General information
- Line: South Gippsland
- Platforms: 1
- Tracks: 2

Other information
- Status: Closed

History
- Opened: 17 December 1891; 134 years ago
- Closed: 1963; 63 years ago

Services
| Preceding station | VicRail |  |  | Following station |
| Kardella towards Spencer Street |  | South Gippsland line |  | Leongatha towards Yarram |

Location

= Ruby railway station =

Former railway station in Victoria, Australia

Ruby was a railway station on the South Gippsland line in Victoria, Australia. The station was opened in December 1891, and operated until the 1960s, after which the station building and platform were dismantled and levelled, and all sidings were removed.

There is some evidence of the former station at the site, including the yards area, now used to store disused refrigerators and other white-goods, and flowering plants typically found at station sites, including hydrangeas and roses, but mow growing wild in the proximity.

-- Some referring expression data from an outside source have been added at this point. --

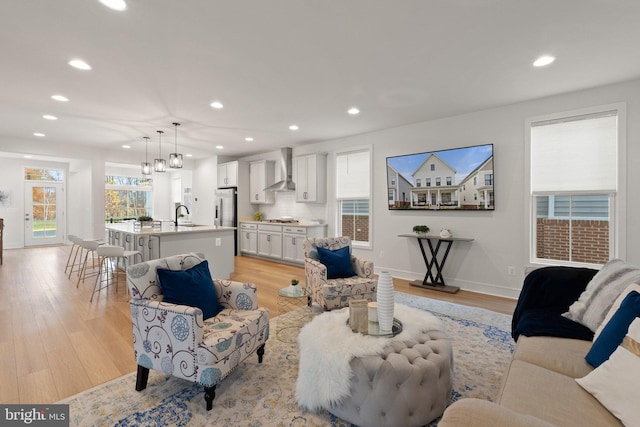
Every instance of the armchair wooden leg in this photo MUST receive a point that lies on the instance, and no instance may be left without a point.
(209, 395)
(142, 377)
(260, 352)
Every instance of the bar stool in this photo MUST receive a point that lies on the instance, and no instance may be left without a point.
(109, 257)
(88, 247)
(75, 247)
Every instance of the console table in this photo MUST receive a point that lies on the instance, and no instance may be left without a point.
(430, 281)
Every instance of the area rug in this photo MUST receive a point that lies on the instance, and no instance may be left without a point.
(259, 395)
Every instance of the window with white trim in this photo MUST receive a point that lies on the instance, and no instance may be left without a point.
(573, 185)
(127, 197)
(353, 191)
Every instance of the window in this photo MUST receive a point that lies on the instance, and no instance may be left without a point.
(353, 180)
(127, 197)
(573, 184)
(51, 175)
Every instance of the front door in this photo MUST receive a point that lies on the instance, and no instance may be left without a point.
(44, 213)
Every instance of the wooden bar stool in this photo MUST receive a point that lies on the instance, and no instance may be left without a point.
(75, 248)
(109, 257)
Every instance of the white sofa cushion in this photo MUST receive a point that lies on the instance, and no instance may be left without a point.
(615, 382)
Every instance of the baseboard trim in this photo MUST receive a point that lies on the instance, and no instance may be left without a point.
(482, 288)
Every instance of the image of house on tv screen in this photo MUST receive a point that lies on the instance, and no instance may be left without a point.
(456, 179)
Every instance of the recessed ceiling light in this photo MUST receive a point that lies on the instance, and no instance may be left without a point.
(79, 64)
(543, 60)
(115, 4)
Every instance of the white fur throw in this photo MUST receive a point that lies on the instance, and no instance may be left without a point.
(327, 345)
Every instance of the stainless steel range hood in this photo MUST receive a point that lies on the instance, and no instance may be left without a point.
(286, 170)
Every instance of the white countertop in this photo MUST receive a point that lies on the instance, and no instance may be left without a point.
(287, 224)
(166, 229)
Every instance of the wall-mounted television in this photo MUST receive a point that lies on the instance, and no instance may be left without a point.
(455, 179)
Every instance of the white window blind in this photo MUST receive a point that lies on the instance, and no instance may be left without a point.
(575, 154)
(353, 176)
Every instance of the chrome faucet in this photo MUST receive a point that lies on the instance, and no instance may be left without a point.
(177, 209)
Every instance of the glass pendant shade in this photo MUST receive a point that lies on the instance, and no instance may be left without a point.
(160, 164)
(175, 158)
(146, 166)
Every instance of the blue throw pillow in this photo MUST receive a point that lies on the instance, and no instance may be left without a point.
(613, 334)
(193, 287)
(338, 262)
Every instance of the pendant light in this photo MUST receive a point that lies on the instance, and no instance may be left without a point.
(175, 158)
(146, 166)
(160, 164)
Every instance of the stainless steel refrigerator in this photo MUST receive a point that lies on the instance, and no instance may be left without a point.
(227, 211)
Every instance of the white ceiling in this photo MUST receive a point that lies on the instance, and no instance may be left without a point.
(277, 62)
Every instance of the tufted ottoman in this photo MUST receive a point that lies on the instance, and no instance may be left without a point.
(409, 384)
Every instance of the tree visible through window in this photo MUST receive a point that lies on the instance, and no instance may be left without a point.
(127, 197)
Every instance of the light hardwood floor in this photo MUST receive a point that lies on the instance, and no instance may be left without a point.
(54, 343)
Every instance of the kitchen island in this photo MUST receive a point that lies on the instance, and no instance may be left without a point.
(216, 243)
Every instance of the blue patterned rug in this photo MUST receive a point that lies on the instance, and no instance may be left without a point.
(260, 395)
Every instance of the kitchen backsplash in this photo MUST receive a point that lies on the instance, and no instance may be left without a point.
(285, 205)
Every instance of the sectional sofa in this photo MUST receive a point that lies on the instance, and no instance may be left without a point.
(558, 312)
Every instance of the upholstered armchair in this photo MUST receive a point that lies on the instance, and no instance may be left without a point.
(332, 293)
(175, 340)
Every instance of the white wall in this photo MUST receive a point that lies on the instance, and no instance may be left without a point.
(499, 236)
(205, 181)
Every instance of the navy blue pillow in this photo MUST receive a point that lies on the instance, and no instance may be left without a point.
(613, 334)
(193, 287)
(338, 262)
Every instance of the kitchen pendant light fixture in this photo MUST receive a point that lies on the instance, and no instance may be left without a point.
(146, 166)
(160, 164)
(175, 158)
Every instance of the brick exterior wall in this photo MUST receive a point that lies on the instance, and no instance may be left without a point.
(590, 240)
(356, 227)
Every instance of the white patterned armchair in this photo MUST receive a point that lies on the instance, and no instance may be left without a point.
(336, 293)
(176, 340)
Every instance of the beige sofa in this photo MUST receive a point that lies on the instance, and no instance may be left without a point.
(539, 389)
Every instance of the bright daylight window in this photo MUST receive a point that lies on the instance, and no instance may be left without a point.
(353, 179)
(573, 184)
(127, 197)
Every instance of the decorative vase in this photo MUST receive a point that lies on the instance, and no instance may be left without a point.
(385, 302)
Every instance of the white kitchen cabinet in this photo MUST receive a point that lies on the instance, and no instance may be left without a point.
(249, 238)
(292, 238)
(261, 175)
(310, 176)
(228, 174)
(270, 240)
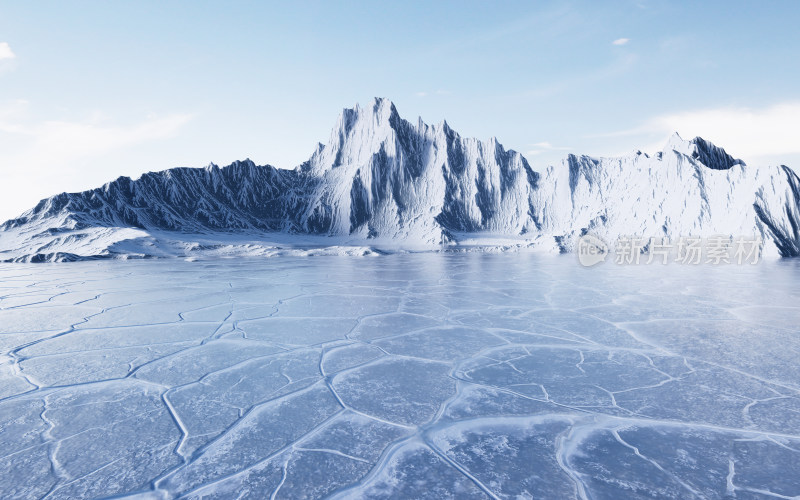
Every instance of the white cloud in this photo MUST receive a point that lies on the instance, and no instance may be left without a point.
(545, 147)
(6, 52)
(41, 158)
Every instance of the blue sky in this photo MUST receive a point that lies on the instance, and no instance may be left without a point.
(92, 90)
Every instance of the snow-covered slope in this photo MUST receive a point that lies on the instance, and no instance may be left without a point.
(384, 182)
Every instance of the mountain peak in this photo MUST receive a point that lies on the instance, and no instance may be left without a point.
(713, 157)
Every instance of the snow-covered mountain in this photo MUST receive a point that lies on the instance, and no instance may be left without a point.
(383, 182)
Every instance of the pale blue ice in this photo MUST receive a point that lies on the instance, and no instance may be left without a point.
(399, 376)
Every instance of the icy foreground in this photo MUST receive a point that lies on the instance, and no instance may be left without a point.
(400, 376)
(383, 184)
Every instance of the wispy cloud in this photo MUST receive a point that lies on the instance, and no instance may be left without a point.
(39, 158)
(6, 52)
(426, 94)
(544, 147)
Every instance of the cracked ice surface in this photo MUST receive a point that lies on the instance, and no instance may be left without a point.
(439, 376)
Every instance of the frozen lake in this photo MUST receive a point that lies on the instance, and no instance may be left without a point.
(462, 376)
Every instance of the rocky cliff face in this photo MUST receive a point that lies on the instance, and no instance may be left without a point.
(382, 179)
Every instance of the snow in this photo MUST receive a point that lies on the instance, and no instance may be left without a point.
(428, 375)
(382, 184)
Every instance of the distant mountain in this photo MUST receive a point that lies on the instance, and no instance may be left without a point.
(382, 182)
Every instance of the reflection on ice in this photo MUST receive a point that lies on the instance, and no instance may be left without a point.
(438, 376)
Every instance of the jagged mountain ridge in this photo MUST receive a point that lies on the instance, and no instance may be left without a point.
(381, 179)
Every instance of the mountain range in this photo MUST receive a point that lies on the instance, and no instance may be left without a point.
(382, 183)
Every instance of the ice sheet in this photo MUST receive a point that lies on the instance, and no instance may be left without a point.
(407, 375)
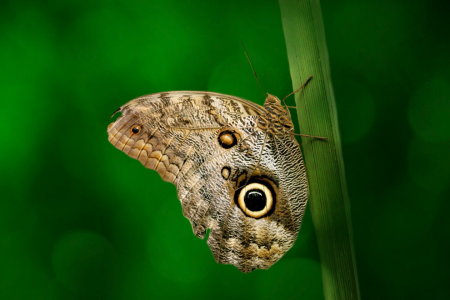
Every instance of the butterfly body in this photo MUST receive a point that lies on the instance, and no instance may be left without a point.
(237, 167)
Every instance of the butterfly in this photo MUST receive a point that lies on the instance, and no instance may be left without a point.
(237, 167)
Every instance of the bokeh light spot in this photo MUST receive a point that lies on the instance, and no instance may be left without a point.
(429, 110)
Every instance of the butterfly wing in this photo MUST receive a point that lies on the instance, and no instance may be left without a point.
(210, 146)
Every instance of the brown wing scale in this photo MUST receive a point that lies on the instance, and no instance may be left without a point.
(210, 146)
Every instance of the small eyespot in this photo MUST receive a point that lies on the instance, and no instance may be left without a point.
(256, 200)
(228, 139)
(136, 129)
(226, 172)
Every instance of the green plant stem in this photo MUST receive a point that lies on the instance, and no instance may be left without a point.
(329, 204)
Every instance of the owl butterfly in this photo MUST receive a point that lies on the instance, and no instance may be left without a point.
(237, 167)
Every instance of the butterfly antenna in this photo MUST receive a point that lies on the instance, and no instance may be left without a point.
(297, 90)
(247, 57)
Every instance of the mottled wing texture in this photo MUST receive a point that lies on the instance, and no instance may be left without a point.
(177, 134)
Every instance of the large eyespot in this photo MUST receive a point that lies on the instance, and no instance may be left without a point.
(136, 129)
(228, 139)
(256, 199)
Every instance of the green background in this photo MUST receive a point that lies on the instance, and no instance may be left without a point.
(79, 219)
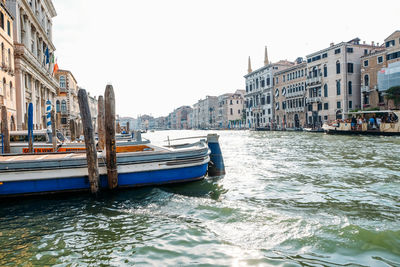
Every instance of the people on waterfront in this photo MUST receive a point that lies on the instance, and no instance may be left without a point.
(353, 123)
(372, 123)
(360, 122)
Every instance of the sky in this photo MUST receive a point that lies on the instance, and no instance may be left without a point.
(162, 54)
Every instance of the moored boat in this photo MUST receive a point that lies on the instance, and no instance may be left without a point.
(27, 174)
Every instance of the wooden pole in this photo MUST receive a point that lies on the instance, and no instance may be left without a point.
(53, 131)
(72, 129)
(91, 153)
(100, 122)
(111, 154)
(30, 127)
(5, 130)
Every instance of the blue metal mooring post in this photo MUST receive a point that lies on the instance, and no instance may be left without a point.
(216, 166)
(2, 143)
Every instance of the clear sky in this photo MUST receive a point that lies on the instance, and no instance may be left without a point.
(162, 54)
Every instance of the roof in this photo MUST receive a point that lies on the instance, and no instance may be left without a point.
(7, 11)
(397, 32)
(67, 71)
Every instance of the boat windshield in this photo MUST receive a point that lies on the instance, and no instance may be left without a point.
(24, 138)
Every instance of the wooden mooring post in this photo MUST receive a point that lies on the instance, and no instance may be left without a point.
(91, 153)
(53, 131)
(111, 153)
(100, 122)
(30, 127)
(4, 130)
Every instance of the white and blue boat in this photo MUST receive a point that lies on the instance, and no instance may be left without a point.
(31, 174)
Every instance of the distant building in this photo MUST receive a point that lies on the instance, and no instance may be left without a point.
(145, 122)
(380, 70)
(7, 87)
(230, 110)
(205, 113)
(34, 58)
(333, 81)
(67, 107)
(259, 94)
(289, 93)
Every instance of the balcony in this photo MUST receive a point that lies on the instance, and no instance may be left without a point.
(294, 94)
(313, 80)
(365, 89)
(296, 109)
(313, 100)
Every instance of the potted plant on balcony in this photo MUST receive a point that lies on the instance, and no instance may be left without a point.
(393, 93)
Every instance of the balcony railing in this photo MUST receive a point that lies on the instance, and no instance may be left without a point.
(365, 89)
(293, 94)
(313, 80)
(313, 100)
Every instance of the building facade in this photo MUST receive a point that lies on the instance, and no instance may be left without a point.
(230, 110)
(379, 72)
(333, 81)
(67, 107)
(34, 58)
(289, 96)
(259, 92)
(7, 78)
(205, 113)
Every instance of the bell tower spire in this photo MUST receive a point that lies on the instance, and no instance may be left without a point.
(266, 62)
(249, 68)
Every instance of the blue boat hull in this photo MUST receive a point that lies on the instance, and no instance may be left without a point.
(156, 177)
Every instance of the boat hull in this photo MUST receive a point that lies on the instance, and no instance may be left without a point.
(331, 131)
(18, 187)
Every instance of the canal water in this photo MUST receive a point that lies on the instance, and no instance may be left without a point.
(288, 199)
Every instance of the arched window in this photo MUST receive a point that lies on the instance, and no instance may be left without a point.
(350, 88)
(325, 90)
(11, 92)
(2, 53)
(63, 106)
(62, 82)
(366, 80)
(9, 58)
(58, 106)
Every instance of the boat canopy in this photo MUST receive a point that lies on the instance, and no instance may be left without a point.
(372, 112)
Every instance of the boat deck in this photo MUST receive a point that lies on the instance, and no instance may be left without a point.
(53, 156)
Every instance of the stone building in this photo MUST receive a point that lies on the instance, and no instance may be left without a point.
(7, 78)
(378, 73)
(33, 57)
(230, 110)
(205, 113)
(67, 107)
(289, 96)
(93, 106)
(333, 81)
(259, 95)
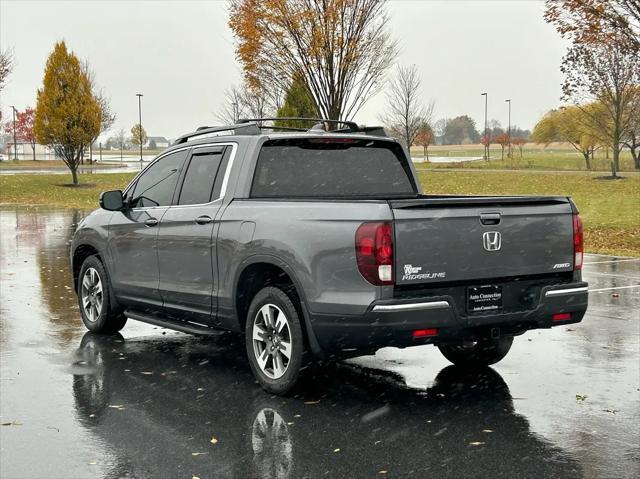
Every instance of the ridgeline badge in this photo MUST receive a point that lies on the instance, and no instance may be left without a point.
(412, 273)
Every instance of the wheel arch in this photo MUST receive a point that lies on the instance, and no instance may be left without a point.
(258, 271)
(80, 253)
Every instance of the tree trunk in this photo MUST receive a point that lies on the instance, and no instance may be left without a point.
(635, 154)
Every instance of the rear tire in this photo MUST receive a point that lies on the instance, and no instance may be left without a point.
(478, 354)
(94, 299)
(274, 340)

Images of rail vehicles and trains at Ruby station are displayed at Korumburra railway station.

Ruby is now on the route of the Great Southern Rail Trail, which runs along the formation of the former South Gippsland line.

The defunct tourist operation, South Gippsland Railway, had plans to construct a platform at the former station site, which would have provided additional stops for passengers and allowed for short shuttles train runs from either Leongatha or Korumburra.